Disabling ("enabled": false) falls back to the pre‑v6.13 behavior of injecting the entire plan text.

Tool Output Truncation (v6.13)

Control the size of tool outputs that are sent back to the LLM.

{
  "tool_output": {
    "truncation_enabled": true,
    "max_lines": 150,
    "per_tool": {
      "diff": 200,
      "symbols": 100
    }
  }
}

truncation_enabled – Global switch (default true).
max_lines – Default line limit for any tool output.
per_tool – Overrides max_lines for specific tools. The diff and symbols tools are truncated by default because their outputs can be very large.

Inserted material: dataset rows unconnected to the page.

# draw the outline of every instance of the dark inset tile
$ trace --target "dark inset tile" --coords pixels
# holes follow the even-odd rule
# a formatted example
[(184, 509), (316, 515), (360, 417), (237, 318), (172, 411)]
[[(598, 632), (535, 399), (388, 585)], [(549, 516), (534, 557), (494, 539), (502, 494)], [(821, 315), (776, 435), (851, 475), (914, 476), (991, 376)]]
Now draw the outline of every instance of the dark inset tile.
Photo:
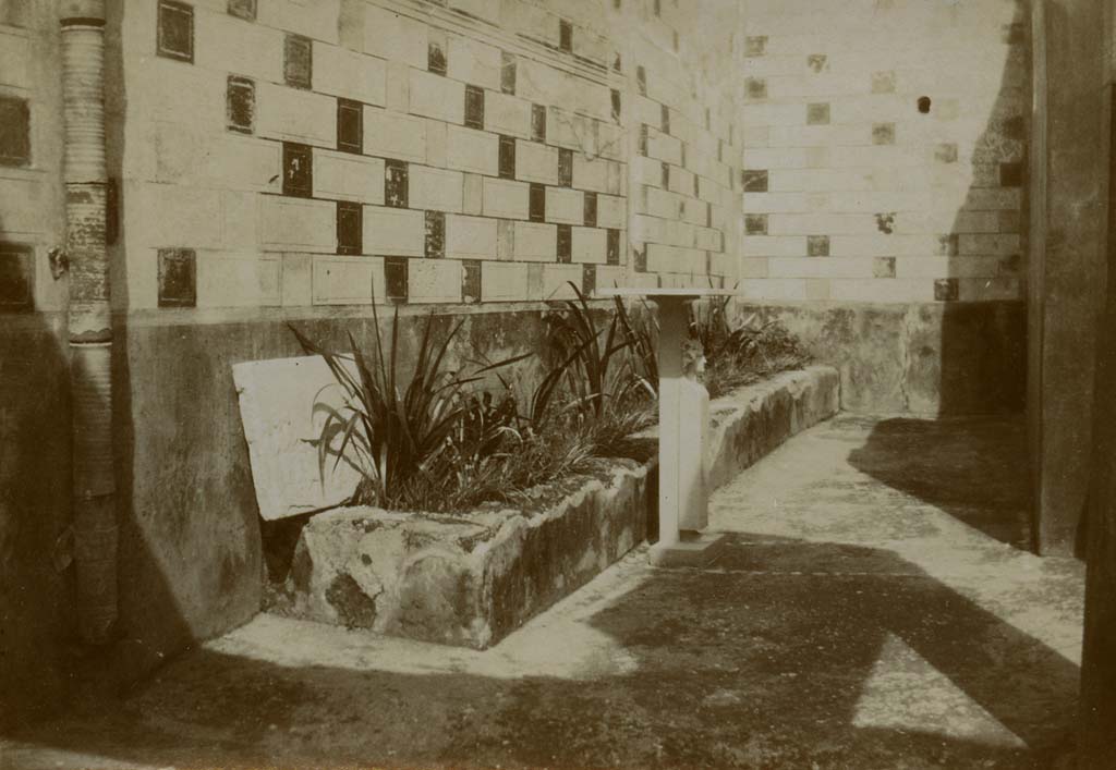
[(807, 235), (806, 254), (808, 257), (828, 257), (829, 235)]
[(314, 156), (305, 144), (282, 143), (282, 194), (314, 195)]
[(943, 142), (934, 147), (934, 160), (939, 163), (956, 163), (958, 145), (954, 142)]
[(516, 55), (508, 51), (500, 51), (500, 90), (516, 93)]
[(407, 258), (384, 258), (384, 293), (388, 299), (405, 302), (407, 300)]
[(558, 184), (564, 187), (574, 185), (574, 151), (561, 147), (558, 150)]
[(767, 192), (768, 172), (766, 169), (744, 169), (740, 172), (744, 192)]
[(581, 266), (581, 293), (591, 297), (597, 293), (597, 266)]
[(1027, 118), (1022, 115), (1012, 115), (1003, 122), (1001, 129), (1009, 139), (1022, 141), (1027, 138)]
[(0, 165), (31, 162), (31, 110), (27, 99), (0, 96)]
[(595, 228), (597, 227), (597, 193), (586, 192), (585, 193), (585, 227)]
[(574, 25), (566, 19), (558, 22), (558, 48), (567, 54), (574, 50)]
[(744, 78), (744, 94), (750, 99), (766, 99), (767, 80), (758, 77)]
[(256, 0), (229, 0), (229, 16), (256, 21)]
[(364, 206), (352, 201), (337, 202), (337, 253), (364, 251)]
[(445, 257), (445, 214), (441, 211), (426, 212), (426, 243), (424, 253), (427, 259)]
[(229, 131), (252, 133), (256, 125), (256, 84), (252, 80), (237, 75), (229, 76), (224, 94), (224, 117)]
[(872, 74), (872, 93), (873, 94), (894, 94), (895, 93), (895, 73), (894, 70), (886, 70), (882, 73)]
[(895, 124), (875, 123), (872, 126), (873, 144), (895, 144)]
[(35, 306), (35, 251), (20, 243), (0, 243), (0, 312)]
[(605, 264), (620, 263), (620, 231), (609, 228), (605, 240)]
[(465, 86), (465, 125), (484, 128), (484, 89), (480, 86)]
[(116, 246), (121, 237), (121, 181), (109, 176), (105, 184), (105, 246)]
[(635, 244), (632, 246), (632, 266), (635, 268), (636, 272), (647, 272), (647, 244), (644, 243), (643, 248), (638, 248)]
[(155, 52), (179, 61), (194, 60), (194, 9), (176, 0), (158, 0)]
[(1001, 163), (1000, 164), (1000, 186), (1021, 187), (1023, 186), (1023, 164)]
[(806, 125), (828, 126), (829, 125), (829, 103), (817, 102), (806, 105)]
[(337, 99), (337, 148), (364, 152), (364, 106), (359, 102)]
[(408, 202), (408, 169), (406, 161), (384, 162), (384, 203), (406, 209)]
[(158, 250), (158, 307), (192, 308), (198, 304), (198, 266), (193, 249)]
[(895, 258), (876, 257), (872, 260), (873, 278), (895, 278)]
[(955, 232), (942, 233), (937, 237), (937, 254), (940, 257), (956, 257), (961, 253), (961, 237)]
[(939, 278), (934, 281), (934, 299), (940, 302), (956, 301), (959, 282), (956, 278)]
[(767, 36), (754, 35), (744, 38), (744, 56), (754, 58), (767, 55)]
[(287, 35), (283, 42), (283, 81), (291, 88), (310, 88), (314, 81), (314, 41), (301, 35)]
[(431, 40), (426, 46), (426, 69), (435, 75), (445, 75), (445, 42)]
[(461, 263), (461, 301), (480, 302), (481, 297), (481, 261), (466, 259)]
[(570, 262), (574, 258), (574, 228), (569, 224), (558, 225), (558, 261)]
[(516, 179), (516, 137), (500, 137), (499, 173), (501, 179)]
[(538, 182), (531, 182), (530, 191), (528, 193), (528, 214), (527, 218), (532, 222), (546, 222), (547, 221), (547, 189), (546, 185), (539, 184)]
[(547, 108), (541, 104), (531, 105), (531, 139), (547, 141)]

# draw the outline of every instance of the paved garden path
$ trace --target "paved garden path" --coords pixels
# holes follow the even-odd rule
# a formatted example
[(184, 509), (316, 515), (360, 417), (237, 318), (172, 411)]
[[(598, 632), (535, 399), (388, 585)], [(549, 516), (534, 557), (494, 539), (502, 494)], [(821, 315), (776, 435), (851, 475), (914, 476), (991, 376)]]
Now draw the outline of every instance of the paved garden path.
[[(1026, 542), (1022, 426), (840, 416), (479, 653), (260, 616), (0, 768), (1048, 768), (1083, 570)], [(4, 742), (6, 741), (6, 742)]]

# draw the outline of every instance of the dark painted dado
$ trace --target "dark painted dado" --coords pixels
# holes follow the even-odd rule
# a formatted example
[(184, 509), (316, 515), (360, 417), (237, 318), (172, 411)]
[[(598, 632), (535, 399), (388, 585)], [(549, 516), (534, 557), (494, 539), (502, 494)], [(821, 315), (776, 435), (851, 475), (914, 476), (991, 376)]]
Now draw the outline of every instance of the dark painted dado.
[(1020, 413), (1022, 302), (743, 305), (778, 319), (841, 375), (841, 407), (918, 414)]

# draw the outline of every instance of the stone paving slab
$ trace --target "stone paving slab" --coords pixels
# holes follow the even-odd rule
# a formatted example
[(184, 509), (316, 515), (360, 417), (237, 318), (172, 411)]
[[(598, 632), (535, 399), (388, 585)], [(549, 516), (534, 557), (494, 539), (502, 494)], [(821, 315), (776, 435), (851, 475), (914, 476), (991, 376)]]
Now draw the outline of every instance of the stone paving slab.
[[(838, 417), (716, 493), (711, 568), (637, 549), (489, 651), (261, 616), (123, 704), (6, 737), (0, 768), (1064, 767), (1080, 566), (862, 479), (878, 425)], [(1016, 451), (1002, 423), (952, 431)], [(811, 502), (853, 480), (858, 503)], [(910, 533), (876, 526), (901, 511)]]

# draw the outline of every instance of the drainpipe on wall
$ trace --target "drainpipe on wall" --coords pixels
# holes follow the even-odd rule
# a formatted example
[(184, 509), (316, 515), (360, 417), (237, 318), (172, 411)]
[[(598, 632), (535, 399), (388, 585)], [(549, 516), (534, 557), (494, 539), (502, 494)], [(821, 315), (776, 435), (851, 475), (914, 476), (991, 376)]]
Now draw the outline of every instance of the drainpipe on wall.
[(105, 2), (62, 0), (59, 23), (78, 633), (88, 644), (105, 644), (116, 623), (117, 542), (105, 251)]

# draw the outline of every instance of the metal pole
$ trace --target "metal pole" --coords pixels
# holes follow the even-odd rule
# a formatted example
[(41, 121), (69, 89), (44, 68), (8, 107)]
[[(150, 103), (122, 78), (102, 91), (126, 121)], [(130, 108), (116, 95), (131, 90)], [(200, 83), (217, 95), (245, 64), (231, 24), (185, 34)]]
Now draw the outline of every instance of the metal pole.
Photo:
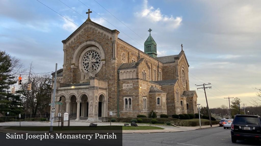
[[(55, 73), (54, 75), (54, 96), (52, 97), (52, 107), (55, 108), (54, 100), (55, 97), (55, 92), (56, 89), (56, 80), (57, 77), (57, 64), (55, 64)], [(54, 112), (55, 110), (54, 111), (52, 110), (52, 116), (51, 117), (51, 126), (50, 126), (50, 131), (49, 132), (53, 132), (53, 131), (52, 130), (53, 125), (54, 124)]]

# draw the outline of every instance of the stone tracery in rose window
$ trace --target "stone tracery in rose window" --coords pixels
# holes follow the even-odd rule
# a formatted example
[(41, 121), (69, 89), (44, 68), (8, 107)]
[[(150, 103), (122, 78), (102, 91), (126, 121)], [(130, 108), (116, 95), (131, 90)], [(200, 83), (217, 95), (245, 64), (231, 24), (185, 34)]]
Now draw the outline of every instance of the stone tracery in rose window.
[(82, 64), (83, 69), (87, 72), (90, 72), (91, 65), (92, 72), (96, 71), (100, 65), (101, 59), (100, 55), (94, 50), (87, 52), (84, 56)]

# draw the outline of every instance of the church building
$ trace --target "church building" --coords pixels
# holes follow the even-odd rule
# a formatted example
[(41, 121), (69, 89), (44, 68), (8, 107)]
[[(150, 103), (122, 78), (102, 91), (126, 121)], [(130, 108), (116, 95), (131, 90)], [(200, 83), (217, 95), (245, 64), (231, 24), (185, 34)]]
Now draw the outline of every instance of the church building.
[(197, 112), (197, 96), (189, 90), (182, 45), (178, 54), (157, 57), (150, 29), (143, 52), (118, 38), (118, 31), (92, 21), (91, 12), (62, 41), (55, 101), (63, 104), (56, 104), (55, 116), (66, 112), (76, 115), (76, 121), (94, 122), (111, 111), (120, 117), (147, 116), (152, 110), (159, 117)]

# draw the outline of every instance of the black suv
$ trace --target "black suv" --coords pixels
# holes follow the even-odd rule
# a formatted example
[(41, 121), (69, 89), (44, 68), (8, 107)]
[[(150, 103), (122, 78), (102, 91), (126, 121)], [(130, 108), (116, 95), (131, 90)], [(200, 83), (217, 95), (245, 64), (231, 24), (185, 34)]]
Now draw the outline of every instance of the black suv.
[(261, 117), (258, 116), (237, 115), (231, 124), (232, 142), (237, 140), (254, 138), (261, 140)]

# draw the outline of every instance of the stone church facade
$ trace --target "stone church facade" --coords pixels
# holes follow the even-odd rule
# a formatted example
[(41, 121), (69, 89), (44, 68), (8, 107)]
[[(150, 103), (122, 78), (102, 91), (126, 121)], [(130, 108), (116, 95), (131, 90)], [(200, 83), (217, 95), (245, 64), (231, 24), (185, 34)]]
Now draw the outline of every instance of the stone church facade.
[(55, 101), (61, 97), (63, 104), (56, 105), (55, 116), (67, 112), (76, 113), (76, 120), (97, 122), (110, 111), (120, 117), (147, 115), (151, 110), (158, 116), (196, 113), (197, 96), (189, 90), (184, 51), (157, 57), (151, 30), (144, 52), (118, 38), (118, 30), (89, 18), (62, 41)]

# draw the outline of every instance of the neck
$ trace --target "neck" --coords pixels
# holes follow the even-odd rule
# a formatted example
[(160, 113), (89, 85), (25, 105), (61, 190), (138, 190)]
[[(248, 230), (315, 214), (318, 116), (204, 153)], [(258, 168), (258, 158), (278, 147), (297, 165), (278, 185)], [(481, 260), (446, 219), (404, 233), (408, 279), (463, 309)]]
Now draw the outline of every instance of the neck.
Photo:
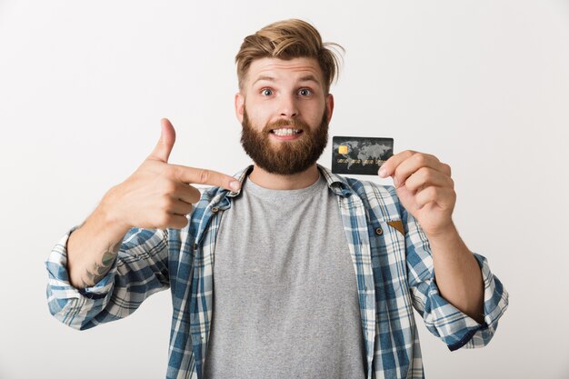
[(320, 173), (318, 172), (316, 164), (314, 164), (302, 173), (291, 175), (271, 174), (255, 165), (253, 171), (249, 175), (249, 180), (255, 185), (262, 186), (263, 188), (275, 190), (306, 188), (316, 183), (319, 177)]

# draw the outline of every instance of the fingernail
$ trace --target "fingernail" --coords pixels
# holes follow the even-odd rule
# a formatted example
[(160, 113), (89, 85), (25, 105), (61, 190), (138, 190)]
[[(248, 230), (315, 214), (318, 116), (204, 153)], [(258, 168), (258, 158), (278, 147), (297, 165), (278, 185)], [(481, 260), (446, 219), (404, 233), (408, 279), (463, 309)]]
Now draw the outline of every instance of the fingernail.
[(229, 186), (231, 187), (232, 190), (237, 191), (239, 187), (241, 187), (241, 184), (238, 181), (234, 180), (233, 182), (229, 184)]

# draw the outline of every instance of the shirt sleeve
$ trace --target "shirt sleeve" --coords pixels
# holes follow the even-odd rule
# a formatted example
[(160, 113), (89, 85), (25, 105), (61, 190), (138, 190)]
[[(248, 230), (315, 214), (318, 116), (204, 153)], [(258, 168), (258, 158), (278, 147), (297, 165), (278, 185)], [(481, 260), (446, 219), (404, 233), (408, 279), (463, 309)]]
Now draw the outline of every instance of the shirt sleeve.
[(75, 329), (126, 317), (151, 294), (169, 287), (167, 229), (130, 229), (108, 274), (95, 285), (74, 287), (67, 272), (71, 228), (55, 244), (45, 266), (50, 313)]
[(429, 241), (416, 219), (404, 210), (404, 224), (413, 304), (423, 316), (427, 329), (441, 338), (451, 351), (488, 344), (496, 331), (498, 320), (508, 306), (508, 293), (490, 271), (486, 258), (474, 254), (484, 284), (484, 323), (478, 324), (441, 296), (434, 280)]

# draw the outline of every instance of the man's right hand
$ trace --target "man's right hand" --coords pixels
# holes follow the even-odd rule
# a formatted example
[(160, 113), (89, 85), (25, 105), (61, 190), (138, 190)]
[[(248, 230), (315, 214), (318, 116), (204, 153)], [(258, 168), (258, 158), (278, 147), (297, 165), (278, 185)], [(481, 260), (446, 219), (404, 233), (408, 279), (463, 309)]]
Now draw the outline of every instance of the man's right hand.
[(101, 202), (109, 217), (125, 230), (184, 228), (192, 204), (201, 196), (192, 184), (230, 191), (241, 186), (239, 181), (225, 174), (169, 164), (175, 131), (168, 119), (161, 122), (162, 134), (152, 154), (125, 182), (111, 188)]

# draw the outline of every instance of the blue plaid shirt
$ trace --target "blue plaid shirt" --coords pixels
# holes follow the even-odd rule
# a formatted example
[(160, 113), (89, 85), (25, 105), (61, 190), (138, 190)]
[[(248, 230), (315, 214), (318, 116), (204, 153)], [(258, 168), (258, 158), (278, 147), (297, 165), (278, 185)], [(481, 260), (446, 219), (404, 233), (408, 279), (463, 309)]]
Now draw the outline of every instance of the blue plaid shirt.
[[(243, 182), (251, 167), (235, 176)], [(337, 195), (355, 271), (366, 377), (424, 377), (413, 308), (450, 350), (488, 344), (508, 294), (486, 259), (474, 254), (484, 284), (480, 324), (439, 294), (429, 242), (394, 187), (318, 168)], [(83, 290), (70, 284), (66, 271), (66, 243), (75, 226), (46, 261), (50, 312), (67, 325), (88, 329), (127, 316), (146, 297), (169, 287), (174, 314), (166, 377), (201, 378), (212, 320), (217, 231), (238, 194), (217, 187), (205, 191), (182, 230), (132, 228), (108, 274)]]

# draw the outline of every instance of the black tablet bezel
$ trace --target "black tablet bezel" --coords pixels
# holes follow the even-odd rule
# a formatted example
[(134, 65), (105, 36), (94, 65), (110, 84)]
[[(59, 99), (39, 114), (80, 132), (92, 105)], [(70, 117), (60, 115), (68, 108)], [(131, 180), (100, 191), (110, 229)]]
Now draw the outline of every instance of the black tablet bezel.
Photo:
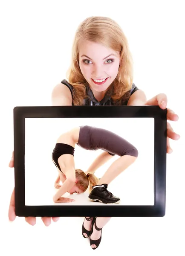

When truncation is active, a footer is appended:

---
[output truncated to {maxLines} lines – use `tool_output.per_tool.<tool>` to adjust]

Summarization Settings

Control how tool outputs are summarized for LLM context.

{
  "summaries": {
    "threshold_bytes": 102400,
    "exempt_tools": ["retrieve_summary", "task", "read"]
  }
}

threshold_bytes – Output size threshold in bytes before summarization is triggered (default 102400 = 100KB).
exempt_tools – Tools whose outputs are never summarized. Defaults to ["retrieve_summary", "task", "read"] to prevent re-summarization loops.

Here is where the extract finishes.